In Santiago de Cuba, father got from authorities a cottage in a small, luxury. It was in a district for foreigners — mostly Russians, Slovaks, Serbs, Italians, Canadians, etc. Citizens of the USSR were in the majority. They had their own schools, transportation, and health care. So during my summer visits, I continued to spend time mostly with Russians. It seemed to me that locals were forbidden to mix with foreigners because Cubans would keep a distance and only wave or shout “hello.” 

For my 15th birthday, father bought me old-fashioned piano from a Cubano family. In exchange, he gave two pair of shoes, trousers, shirt and one old transistor. Aldo, the owner of piano, was a piano player and he readied the piano for me, though he wasn’t allowed to give me lessons. So daddy found a professor for piano from the Russian community. 

Our apartment in Santiago was furnished and equipped with American things from the 1950s: furniture, fridge, mixer, and iron. It included a TV where I could watch Disney’s Mickey Mouse shows in their original productions. Some TV programs were long, like Spanish soaps. There also were many American-made cars from this same era like Chevy, Cadillac, and Ford. It was like everything was frozen in time. Still, the modern world would creep in as when Art Nouveau buildings were painted for a Conference of Non-Alignment movement held there in 1979. 

When you visit Cuba perhaps you should prepare yourself for such shifts in the time as well as accept the modest life offered by your Cuban hosts. What is available, accept it, and then enjoy the beauty of glorious nature. Some like Cuba on first sight. But they must quickly become acquainted with known and unknown rules. At that time as young girl, born in UK and growing up in Swiss boarding school, I thought of Cuba as a paradise on earth. But beyond all the warmth and beauty, we also knew that prisons held those who had spoken against Castro, and those arrested included artists, poets, and writers.

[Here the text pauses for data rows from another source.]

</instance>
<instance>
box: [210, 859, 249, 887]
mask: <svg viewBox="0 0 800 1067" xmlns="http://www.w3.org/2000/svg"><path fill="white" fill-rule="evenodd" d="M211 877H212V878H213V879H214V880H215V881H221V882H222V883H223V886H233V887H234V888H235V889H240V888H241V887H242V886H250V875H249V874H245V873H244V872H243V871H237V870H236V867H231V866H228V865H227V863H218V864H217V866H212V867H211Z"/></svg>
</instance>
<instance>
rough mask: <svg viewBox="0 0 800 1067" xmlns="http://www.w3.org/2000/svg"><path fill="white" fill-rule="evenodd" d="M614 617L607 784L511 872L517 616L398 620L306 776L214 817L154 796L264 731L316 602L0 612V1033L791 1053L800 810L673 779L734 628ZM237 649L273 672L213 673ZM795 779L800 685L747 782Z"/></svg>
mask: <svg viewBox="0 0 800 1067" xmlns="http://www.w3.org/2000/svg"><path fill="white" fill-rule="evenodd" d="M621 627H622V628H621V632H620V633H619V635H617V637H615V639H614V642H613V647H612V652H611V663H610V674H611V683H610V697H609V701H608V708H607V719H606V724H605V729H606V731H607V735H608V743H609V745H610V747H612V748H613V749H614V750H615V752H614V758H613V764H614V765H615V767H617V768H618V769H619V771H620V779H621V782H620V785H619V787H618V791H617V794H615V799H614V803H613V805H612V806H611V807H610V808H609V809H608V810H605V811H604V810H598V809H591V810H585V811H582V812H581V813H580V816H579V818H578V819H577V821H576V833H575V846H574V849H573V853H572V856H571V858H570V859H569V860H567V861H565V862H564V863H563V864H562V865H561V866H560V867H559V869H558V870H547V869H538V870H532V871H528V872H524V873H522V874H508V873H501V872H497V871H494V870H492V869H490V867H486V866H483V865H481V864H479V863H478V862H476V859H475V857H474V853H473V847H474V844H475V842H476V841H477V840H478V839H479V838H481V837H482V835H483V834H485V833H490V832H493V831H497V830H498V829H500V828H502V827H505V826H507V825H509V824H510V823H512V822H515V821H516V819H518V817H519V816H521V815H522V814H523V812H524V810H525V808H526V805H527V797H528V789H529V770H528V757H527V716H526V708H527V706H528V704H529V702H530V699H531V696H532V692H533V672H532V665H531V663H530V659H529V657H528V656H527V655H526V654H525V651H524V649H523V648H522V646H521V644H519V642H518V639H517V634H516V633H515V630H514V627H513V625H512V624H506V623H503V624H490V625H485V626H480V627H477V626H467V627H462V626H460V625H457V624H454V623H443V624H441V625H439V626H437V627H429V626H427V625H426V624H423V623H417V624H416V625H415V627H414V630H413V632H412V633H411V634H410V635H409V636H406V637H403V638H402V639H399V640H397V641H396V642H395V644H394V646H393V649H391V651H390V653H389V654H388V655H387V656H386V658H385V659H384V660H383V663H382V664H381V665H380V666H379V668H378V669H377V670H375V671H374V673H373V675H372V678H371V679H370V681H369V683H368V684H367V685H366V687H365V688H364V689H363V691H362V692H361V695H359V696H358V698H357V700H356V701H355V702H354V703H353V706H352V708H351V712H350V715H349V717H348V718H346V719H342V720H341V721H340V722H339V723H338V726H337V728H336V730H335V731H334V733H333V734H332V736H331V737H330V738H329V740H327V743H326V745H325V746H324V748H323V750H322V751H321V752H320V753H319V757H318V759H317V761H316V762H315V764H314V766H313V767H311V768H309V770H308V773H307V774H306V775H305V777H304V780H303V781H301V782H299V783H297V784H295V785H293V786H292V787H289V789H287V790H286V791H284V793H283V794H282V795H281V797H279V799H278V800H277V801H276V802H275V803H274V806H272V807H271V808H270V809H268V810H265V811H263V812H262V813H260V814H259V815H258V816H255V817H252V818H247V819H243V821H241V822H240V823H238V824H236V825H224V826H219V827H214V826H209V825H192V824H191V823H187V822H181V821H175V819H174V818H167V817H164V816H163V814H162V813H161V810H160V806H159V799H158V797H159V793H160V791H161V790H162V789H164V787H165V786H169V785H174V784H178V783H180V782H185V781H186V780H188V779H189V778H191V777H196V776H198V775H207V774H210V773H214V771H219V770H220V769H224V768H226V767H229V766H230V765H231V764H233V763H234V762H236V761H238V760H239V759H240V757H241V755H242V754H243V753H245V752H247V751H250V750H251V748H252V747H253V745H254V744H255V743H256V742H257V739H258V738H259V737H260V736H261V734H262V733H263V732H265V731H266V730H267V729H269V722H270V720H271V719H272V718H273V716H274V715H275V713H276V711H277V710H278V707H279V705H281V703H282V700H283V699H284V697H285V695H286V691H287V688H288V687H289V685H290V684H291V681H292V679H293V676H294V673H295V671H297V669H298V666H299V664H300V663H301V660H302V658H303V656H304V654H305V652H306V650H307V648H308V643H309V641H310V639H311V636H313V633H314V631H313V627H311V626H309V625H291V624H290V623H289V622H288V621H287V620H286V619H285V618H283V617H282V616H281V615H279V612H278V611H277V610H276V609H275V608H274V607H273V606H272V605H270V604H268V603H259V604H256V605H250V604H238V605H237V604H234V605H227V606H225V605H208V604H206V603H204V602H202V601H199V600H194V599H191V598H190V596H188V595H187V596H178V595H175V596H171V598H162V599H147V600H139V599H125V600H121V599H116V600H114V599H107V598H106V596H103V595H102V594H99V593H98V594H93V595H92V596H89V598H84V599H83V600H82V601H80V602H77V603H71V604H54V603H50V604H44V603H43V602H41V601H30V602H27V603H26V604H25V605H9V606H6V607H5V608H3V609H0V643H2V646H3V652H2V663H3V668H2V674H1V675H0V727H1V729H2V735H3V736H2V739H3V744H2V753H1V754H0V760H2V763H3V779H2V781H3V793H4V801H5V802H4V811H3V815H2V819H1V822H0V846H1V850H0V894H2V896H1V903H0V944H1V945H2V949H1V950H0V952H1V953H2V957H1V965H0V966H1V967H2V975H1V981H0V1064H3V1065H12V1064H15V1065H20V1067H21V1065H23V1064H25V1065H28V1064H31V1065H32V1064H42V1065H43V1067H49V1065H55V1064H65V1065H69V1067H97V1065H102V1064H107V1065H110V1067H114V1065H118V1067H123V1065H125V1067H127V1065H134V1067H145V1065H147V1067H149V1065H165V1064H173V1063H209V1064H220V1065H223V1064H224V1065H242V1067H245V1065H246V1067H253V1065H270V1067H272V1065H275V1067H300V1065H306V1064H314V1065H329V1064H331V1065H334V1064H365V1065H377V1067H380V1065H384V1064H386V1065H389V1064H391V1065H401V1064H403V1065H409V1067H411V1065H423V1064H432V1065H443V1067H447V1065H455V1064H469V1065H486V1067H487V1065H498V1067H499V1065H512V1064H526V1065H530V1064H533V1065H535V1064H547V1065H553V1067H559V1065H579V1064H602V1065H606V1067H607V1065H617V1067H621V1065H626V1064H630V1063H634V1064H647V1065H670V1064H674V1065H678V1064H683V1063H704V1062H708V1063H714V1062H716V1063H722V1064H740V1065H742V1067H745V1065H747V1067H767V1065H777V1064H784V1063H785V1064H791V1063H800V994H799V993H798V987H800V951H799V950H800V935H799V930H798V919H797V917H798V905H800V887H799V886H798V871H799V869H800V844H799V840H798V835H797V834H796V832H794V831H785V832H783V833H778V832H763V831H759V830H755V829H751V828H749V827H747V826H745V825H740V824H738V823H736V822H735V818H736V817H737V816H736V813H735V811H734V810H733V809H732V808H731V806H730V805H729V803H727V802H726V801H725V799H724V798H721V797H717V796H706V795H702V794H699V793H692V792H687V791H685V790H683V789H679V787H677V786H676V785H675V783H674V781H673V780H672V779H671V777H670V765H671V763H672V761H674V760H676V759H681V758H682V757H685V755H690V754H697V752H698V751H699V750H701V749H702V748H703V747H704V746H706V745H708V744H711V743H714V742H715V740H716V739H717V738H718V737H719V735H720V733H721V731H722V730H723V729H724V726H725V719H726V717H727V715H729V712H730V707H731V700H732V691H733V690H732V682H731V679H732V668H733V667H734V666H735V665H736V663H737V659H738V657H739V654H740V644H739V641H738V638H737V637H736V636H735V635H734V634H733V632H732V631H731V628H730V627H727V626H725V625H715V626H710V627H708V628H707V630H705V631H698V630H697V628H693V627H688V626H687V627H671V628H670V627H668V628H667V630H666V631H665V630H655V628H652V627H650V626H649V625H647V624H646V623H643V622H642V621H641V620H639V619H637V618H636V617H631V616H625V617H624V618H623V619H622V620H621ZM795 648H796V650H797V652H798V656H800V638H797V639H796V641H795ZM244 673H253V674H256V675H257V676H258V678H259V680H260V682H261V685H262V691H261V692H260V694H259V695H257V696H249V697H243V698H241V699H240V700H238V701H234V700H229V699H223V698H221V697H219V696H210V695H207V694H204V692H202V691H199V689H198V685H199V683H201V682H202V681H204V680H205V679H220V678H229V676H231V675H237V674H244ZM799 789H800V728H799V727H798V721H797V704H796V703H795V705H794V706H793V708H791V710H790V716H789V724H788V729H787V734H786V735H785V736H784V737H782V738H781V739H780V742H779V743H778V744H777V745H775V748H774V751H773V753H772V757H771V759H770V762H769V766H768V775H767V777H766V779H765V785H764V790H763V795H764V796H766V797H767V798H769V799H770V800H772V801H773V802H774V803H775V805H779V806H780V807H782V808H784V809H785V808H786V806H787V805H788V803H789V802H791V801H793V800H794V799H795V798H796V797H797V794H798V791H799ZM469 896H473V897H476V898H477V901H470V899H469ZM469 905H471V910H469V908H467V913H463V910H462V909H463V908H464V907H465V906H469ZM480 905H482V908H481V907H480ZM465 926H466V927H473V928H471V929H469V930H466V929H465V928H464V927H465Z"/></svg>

It was a time when churches were closed and human freedoms forbidden. We constantly were followed by police and they could report our speech and actions. One time when my father was on his way home after work, kids on the streets asked him for Chiclets chewing gum. Father didn’t have any and just made a joke. Afterwards, he politely was asked to visit some government officials. Father was surprised by this “invitation” and learned from the police that giving gum to kids — something he never did — was not permitted.

But if you want to visit or to live in Cuba you have to accept rules and to be aware that police follow your every step, every word, and your attitude towards people and circumstances involving Cuban citizens. We assumed microphones were installed secretly in our apartment so we took care about what we said. 

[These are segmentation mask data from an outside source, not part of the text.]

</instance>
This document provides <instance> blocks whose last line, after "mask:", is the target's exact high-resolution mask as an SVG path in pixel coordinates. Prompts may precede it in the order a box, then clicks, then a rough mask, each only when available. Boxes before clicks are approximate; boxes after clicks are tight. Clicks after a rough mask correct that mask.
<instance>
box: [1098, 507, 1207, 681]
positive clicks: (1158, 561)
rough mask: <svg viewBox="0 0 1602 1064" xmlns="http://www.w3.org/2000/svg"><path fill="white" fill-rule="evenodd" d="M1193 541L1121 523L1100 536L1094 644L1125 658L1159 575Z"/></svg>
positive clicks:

Even so, I enjoyed every moment of being in Cuba, beyond missing certain commodities: seasonal food, we have running water just between 5 am til 10 am, toilet paper, tampons, shaving foam, deodorant, soaps , etc. I felt a lot of empathy for Cubans, even if I was not in a position to help them, other than to offer small gifts, favors, sympathy and being respectful and polite to the staff that served us. It was a pleasure the few times we could bring items sent by their cousins from Miami in the U.S.  Usually, families from USA used to send money on father’s bank account, in Swiss, and he would buy what did they asked. Then father or I would deliver the goods.

I spent each summer holidays between 1978/1982 and Easter and Christmas as well visiting Cuba; for me it was love at first sight with this exotic country!